More than 100 former American ambassadors wrote to President Obama on Thursday praising the nuclear deal reached with Iran this week as a “landmark agreement” that could be effective in halting Tehran’s development of a nuclear weapon, and urging Congress to support it.
“If properly implemented, this comprehensive and rigorously negotiated agreement can be an effective instrument in arresting Iran’s nuclear program and preventing the spread of nuclear weapons in the volatile and vitally important region of the Middle East,” said the letter, whose signers include diplomats named by presidents of both political parties.
They wrote that they recognized the deal “is not a perfect or risk-free settlement of this problem.”
“However,” they added, “we believe that without it, the risks to the security of the United States and our friends and allies would be far greater.”
The accord, they continued, “deserves congressional support and the opportunity to show it can work.”
Signers of the letter, spearheaded by the Iran Project, a New York-based organization that is dedicated to “a peaceful resolution to the nuclear standoff,” include prominent retired diplomats appointed by Mr. Obama and his Republican and Democratic predecessors.

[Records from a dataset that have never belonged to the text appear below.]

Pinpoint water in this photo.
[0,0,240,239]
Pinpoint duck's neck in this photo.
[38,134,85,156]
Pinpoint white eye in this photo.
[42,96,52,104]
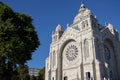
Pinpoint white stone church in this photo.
[45,3,120,80]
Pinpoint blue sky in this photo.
[0,0,120,68]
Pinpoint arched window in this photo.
[84,40,89,58]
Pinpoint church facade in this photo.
[45,3,120,80]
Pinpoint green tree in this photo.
[18,65,30,80]
[37,67,45,80]
[0,2,40,80]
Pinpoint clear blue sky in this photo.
[0,0,120,68]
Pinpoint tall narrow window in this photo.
[84,40,89,58]
[52,77,54,80]
[85,20,88,27]
[64,76,68,80]
[52,51,56,67]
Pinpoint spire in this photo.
[79,1,86,12]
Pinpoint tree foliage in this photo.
[0,2,39,80]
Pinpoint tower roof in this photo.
[79,2,86,12]
[56,24,62,32]
[73,2,92,23]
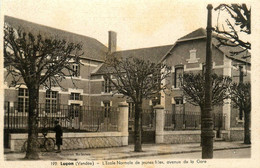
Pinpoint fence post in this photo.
[154,105,165,144]
[117,102,128,146]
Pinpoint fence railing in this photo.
[4,102,118,132]
[164,111,225,131]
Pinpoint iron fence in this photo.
[164,110,225,131]
[4,102,118,132]
[128,108,155,131]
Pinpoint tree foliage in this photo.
[4,23,81,159]
[4,24,82,88]
[230,82,251,144]
[181,73,231,107]
[215,4,251,54]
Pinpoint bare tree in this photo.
[230,82,251,144]
[215,4,251,55]
[4,23,82,159]
[105,56,170,152]
[181,73,232,116]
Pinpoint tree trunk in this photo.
[134,102,142,152]
[25,84,39,160]
[244,111,251,144]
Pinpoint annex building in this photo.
[4,16,251,150]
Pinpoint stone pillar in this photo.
[117,102,128,146]
[154,105,165,144]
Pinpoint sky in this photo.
[2,0,252,50]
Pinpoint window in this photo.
[70,104,80,119]
[70,93,81,100]
[104,102,110,117]
[18,88,29,112]
[202,63,206,76]
[174,97,184,114]
[174,67,183,88]
[103,78,111,93]
[45,90,58,113]
[128,102,135,118]
[72,64,80,77]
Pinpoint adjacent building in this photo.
[2,16,251,143]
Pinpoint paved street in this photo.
[4,141,251,161]
[131,148,251,160]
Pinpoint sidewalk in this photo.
[4,141,251,161]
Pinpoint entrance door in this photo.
[70,104,81,129]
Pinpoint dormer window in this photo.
[186,49,199,63]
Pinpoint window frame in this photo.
[45,90,59,113]
[17,88,29,113]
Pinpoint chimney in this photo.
[108,31,116,54]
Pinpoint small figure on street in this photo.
[53,120,63,153]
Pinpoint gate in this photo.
[128,109,155,144]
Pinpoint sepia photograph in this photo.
[0,0,260,168]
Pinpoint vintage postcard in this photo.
[0,0,260,168]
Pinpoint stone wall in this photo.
[9,132,128,152]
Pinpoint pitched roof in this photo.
[162,28,250,63]
[4,16,107,61]
[92,45,172,74]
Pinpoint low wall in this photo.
[163,131,201,144]
[9,132,128,152]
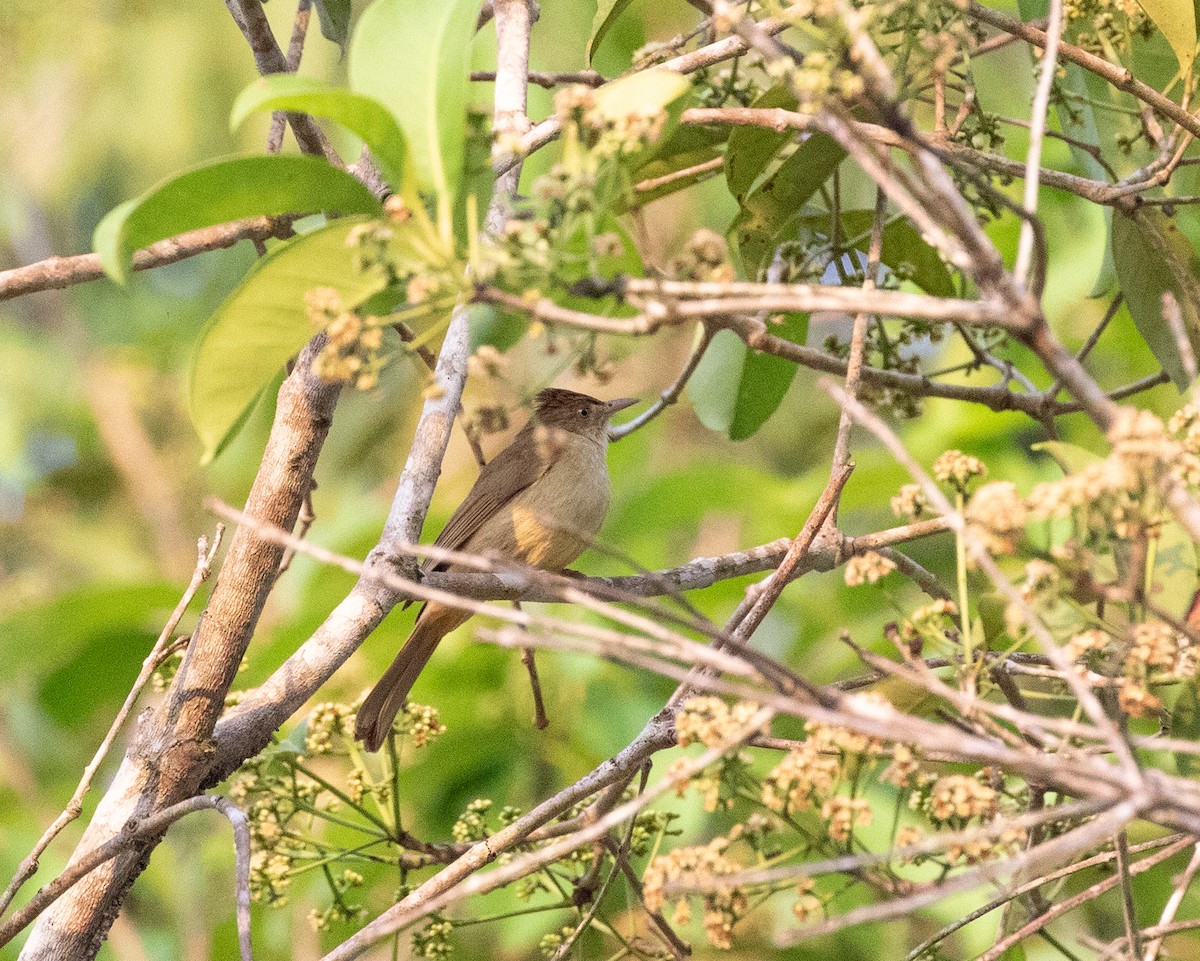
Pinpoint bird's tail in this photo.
[354,603,470,751]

Richard Boucher, who served as the spokesman for secretaries of state of both parties and the assistant secretary of state for South and Central Asia, signed the letter, as did Ryan Crocker, a former ambassador to Afghanistan, Iraq, Pakistan, Syria, Kuwait and Lebanon first named by President George Bush and later by Bill Clinton, George W. Bush and Mr. Obama.
R. Nicholas Burns, the under secretary of state who led the Iran diplomatic effort for the younger Mr. Bush, is a signer, as is Teresita C. Schaffer, a former ambassador to Sri Lanka first named by the elder Mr. Bush who also served under Mr. Clinton.
Daniel C. Kurtzer, a former ambassador to Israel and Egypt who served under Mr. Clinton and the younger Mr. Bush, also signed the letter, as did four other onetime American ambassadors to Israel: James B. Cunningham, William C. Harrop, Thomas R. Pickering and Edward S. Walker Jr.